Possibly the two most impressive examples of African indigo fabrics in the book. These two are both stitched resist fabrics from Nigeria. Just look at the fineness of that detailing. Curvier designs, such as what you see in the bottom example, typically suggest that the stitching was done by hand. When the person making these fabrics is picking the stitching apart, he or she has to be extra-careful to not let the sharp razor’s edge nick the fabric (which is typically a thin white shirting).
Examples of Yoruba and Baule warp ikats, including a few stripwoven cloths. Ikat is a process whereby the threads are tie-dyed before the weaving process. When the cloth is being woven, any section where the threads have been previously ikat-dyed will have a rather frayed pattern in the color of the undyed thread pressing against the dyed ground. The ikat process can be applied to either the warp or weft yarns (or both), although warp ikat is more common in West Africa.
In the early 20th century, there was a fashion for adire eleko (starch resist) fabrics amongst certain Nigerian Yoruba women. These had a cassava starch-resist paste applied to them by hand before they underwent any dyeing. Patterns typically featured birds, lizards, and well-known landmarks. After the 1920s, the cloth went out of fashion, only to be revived again in the mid-century by expatriates in the country.

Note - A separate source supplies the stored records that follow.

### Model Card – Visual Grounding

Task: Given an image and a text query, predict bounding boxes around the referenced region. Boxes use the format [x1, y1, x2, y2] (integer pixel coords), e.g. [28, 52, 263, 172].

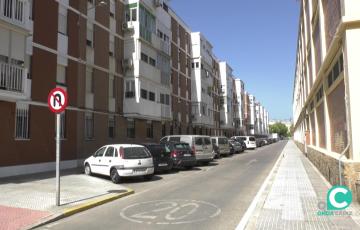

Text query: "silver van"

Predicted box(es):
[160, 135, 215, 164]
[211, 137, 230, 156]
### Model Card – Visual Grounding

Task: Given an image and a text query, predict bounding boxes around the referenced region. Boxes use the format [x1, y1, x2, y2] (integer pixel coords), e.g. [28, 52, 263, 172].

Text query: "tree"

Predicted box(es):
[269, 122, 290, 137]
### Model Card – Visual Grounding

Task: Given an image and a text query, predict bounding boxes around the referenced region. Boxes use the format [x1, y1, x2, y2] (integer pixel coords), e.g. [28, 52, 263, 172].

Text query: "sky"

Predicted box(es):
[169, 0, 300, 119]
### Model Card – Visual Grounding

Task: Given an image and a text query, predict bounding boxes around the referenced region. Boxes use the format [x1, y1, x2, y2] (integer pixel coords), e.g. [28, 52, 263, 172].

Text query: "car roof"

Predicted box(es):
[103, 144, 144, 148]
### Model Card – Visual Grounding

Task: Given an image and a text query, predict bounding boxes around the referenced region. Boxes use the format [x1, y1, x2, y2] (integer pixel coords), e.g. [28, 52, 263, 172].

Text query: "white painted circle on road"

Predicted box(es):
[120, 200, 221, 225]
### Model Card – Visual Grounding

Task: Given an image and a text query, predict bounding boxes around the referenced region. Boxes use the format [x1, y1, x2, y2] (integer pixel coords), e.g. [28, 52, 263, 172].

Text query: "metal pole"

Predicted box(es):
[56, 113, 60, 206]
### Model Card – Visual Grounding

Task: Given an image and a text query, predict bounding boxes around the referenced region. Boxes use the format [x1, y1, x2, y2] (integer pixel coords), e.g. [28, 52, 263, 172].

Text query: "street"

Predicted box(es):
[40, 141, 286, 229]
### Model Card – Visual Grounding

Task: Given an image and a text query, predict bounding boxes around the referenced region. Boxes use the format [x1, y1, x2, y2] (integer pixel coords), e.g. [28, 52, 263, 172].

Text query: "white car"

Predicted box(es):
[84, 144, 154, 183]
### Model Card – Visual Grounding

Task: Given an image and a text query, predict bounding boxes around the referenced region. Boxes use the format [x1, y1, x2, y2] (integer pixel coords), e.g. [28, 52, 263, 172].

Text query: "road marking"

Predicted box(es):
[246, 159, 257, 166]
[236, 143, 285, 230]
[120, 200, 221, 225]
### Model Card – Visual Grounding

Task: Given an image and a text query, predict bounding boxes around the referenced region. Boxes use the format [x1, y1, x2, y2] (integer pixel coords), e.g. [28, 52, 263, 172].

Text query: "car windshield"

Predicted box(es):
[124, 147, 151, 159]
[219, 138, 228, 145]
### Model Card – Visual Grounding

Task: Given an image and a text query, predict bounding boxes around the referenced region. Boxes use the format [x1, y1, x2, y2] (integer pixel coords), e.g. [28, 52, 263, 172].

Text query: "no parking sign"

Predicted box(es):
[48, 88, 68, 113]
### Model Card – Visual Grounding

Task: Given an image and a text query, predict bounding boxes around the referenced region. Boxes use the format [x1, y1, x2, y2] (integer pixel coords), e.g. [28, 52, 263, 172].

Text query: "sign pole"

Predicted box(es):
[56, 113, 60, 206]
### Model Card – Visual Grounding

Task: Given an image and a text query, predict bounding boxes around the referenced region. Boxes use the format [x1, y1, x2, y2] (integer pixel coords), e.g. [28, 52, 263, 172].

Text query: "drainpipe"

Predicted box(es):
[338, 143, 350, 186]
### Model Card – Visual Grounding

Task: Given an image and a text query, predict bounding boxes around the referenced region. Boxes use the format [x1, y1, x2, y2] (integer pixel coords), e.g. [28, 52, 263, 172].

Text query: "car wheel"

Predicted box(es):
[110, 168, 120, 184]
[84, 164, 91, 176]
[144, 174, 154, 181]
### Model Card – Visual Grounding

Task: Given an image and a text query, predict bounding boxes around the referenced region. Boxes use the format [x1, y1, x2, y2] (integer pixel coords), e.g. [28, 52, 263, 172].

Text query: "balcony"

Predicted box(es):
[0, 62, 31, 99]
[151, 34, 170, 56]
[161, 105, 172, 119]
[0, 0, 32, 32]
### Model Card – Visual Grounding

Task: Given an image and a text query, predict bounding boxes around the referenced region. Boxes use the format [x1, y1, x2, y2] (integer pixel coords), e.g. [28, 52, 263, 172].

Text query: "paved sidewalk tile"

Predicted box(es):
[0, 205, 52, 230]
[253, 141, 360, 229]
[0, 173, 131, 230]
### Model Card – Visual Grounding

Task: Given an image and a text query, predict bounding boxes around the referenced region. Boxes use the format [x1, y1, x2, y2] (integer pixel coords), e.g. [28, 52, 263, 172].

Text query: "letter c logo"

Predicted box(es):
[327, 186, 352, 210]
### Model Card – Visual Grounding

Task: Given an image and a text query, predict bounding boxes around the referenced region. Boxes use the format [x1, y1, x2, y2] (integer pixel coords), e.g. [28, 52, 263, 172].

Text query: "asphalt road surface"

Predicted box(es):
[41, 141, 286, 230]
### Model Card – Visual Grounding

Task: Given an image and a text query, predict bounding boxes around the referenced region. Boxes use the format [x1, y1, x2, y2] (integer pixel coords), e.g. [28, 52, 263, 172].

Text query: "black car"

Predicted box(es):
[165, 142, 196, 169]
[142, 143, 174, 172]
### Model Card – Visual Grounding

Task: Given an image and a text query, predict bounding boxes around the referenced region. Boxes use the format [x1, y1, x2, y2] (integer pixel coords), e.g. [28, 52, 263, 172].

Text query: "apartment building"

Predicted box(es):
[191, 32, 218, 134]
[167, 8, 193, 137]
[293, 0, 360, 197]
[234, 78, 246, 135]
[219, 61, 235, 136]
[0, 0, 125, 177]
[122, 0, 172, 142]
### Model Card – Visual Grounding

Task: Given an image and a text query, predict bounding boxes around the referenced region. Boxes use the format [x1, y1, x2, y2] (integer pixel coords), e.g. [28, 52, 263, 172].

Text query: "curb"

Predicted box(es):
[28, 189, 135, 229]
[236, 141, 290, 230]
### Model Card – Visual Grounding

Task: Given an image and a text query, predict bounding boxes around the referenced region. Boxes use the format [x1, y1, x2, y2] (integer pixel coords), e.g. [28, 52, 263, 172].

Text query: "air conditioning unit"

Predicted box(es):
[122, 58, 133, 70]
[154, 0, 162, 7]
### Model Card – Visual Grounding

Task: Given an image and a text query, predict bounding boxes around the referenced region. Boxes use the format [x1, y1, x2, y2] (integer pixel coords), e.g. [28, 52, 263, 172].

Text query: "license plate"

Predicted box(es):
[133, 169, 146, 173]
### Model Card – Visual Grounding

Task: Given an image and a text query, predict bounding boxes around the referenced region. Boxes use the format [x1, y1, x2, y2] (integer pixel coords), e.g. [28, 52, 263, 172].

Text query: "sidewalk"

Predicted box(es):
[0, 171, 134, 230]
[246, 141, 360, 229]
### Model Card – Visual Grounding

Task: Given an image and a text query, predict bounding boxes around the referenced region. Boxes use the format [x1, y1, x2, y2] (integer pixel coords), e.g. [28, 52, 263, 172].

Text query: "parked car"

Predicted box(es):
[164, 141, 196, 169]
[229, 140, 243, 154]
[231, 136, 256, 149]
[160, 135, 215, 164]
[142, 143, 173, 172]
[211, 137, 230, 156]
[84, 144, 154, 183]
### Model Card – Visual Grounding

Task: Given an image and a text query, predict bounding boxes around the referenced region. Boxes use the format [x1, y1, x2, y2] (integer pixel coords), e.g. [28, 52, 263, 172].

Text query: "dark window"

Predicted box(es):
[149, 57, 156, 66]
[141, 53, 149, 63]
[127, 120, 135, 138]
[204, 137, 211, 145]
[141, 89, 147, 99]
[124, 147, 151, 159]
[146, 122, 154, 138]
[108, 117, 115, 138]
[169, 137, 180, 142]
[94, 147, 106, 157]
[149, 92, 155, 101]
[195, 137, 203, 145]
[104, 147, 114, 157]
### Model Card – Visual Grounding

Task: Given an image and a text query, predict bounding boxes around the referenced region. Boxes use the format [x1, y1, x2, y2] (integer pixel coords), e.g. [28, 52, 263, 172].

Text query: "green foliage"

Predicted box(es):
[269, 122, 290, 137]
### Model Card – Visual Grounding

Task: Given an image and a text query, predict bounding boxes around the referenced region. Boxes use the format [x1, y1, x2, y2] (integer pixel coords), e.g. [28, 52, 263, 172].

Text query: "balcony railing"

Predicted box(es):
[161, 105, 171, 118]
[0, 0, 30, 28]
[0, 62, 25, 93]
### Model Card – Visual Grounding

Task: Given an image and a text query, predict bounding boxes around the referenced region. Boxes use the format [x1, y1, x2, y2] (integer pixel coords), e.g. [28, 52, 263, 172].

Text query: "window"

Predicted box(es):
[60, 112, 66, 139]
[109, 35, 115, 56]
[125, 81, 135, 98]
[108, 116, 115, 138]
[141, 53, 149, 63]
[165, 94, 170, 105]
[146, 121, 154, 138]
[161, 124, 166, 136]
[109, 75, 116, 98]
[86, 23, 94, 47]
[131, 8, 137, 22]
[104, 147, 115, 157]
[15, 104, 29, 139]
[85, 113, 94, 140]
[85, 68, 94, 93]
[149, 92, 155, 101]
[56, 65, 66, 85]
[141, 89, 147, 99]
[127, 119, 135, 138]
[94, 147, 106, 157]
[58, 5, 67, 35]
[149, 57, 156, 67]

Today, it’s largely disappeared given the low-demand.
When it is made, however, it’s done by dipping a sharpened quill into a paste of cassava flour mixed with copper sulphate and water (which together makes what’s known as lafun). The artist then folds the fabric a few times in order to build out a series of squares, then unfolds the cloth and begins filling each of the squares with a design (using the lafun).
The cloth is then dip-dyed in an indigo bath as many times as necessary to achieve a deep, blue-black color. In between each dipping, the cloth is laid out on a rack to dry. Great care has to be taken to make sure that the lafun doesn’t crack. Since the paste doesn’t resist the dye completely, the cloth takes on a light-blue pattern against a dark-blue background once the process is done.
More indigo-dyed, starch-resist fabrics. The one at the top is a hand-drawn design imitating the stenciled King George V and Queen Mary pattern, originally created for the occasion of their Silver Jubilee in 1935. The one at the bottom is made up of two distinct motifs, conveying the message “I’m getting myself together.”
Starch resist patterns are sometimes drawn by hand; other times, they’re made with stencils. In the early 20th century, these stencils were first made from the lead linings of tea and cigar boxes, but for the most part, Nigerians have used zinc panels (typically 2 inches by 8 inches). The designs are chiseled into the metal, and then placed over the fabric, so that the starch paste can be squeezed through and applied.
For ideas on how to incorporate African indigo into a wardrobe:
- You can take any of these fabrics and use them to re-line a jacket. Probably better for casualwear, such as a field jacket or bomber, and probably a good idea to make sure the dyes are colorfast (so they don’t bleed on your clothes). African indigo fabrics can be bought at Indigo Arts.
- Post Imperial also makes traditional four-in-hand neckties from Nigerian, Yoruba-made indigo textiles. On sale at the moment at No Man Walks Alone.
- My friend Walé Oyéjidé started Ikiré Jones a few years ago – a line that heavily draws on African design traditions. Unfortunately, no indigo items at the moment, but they might have something in the future.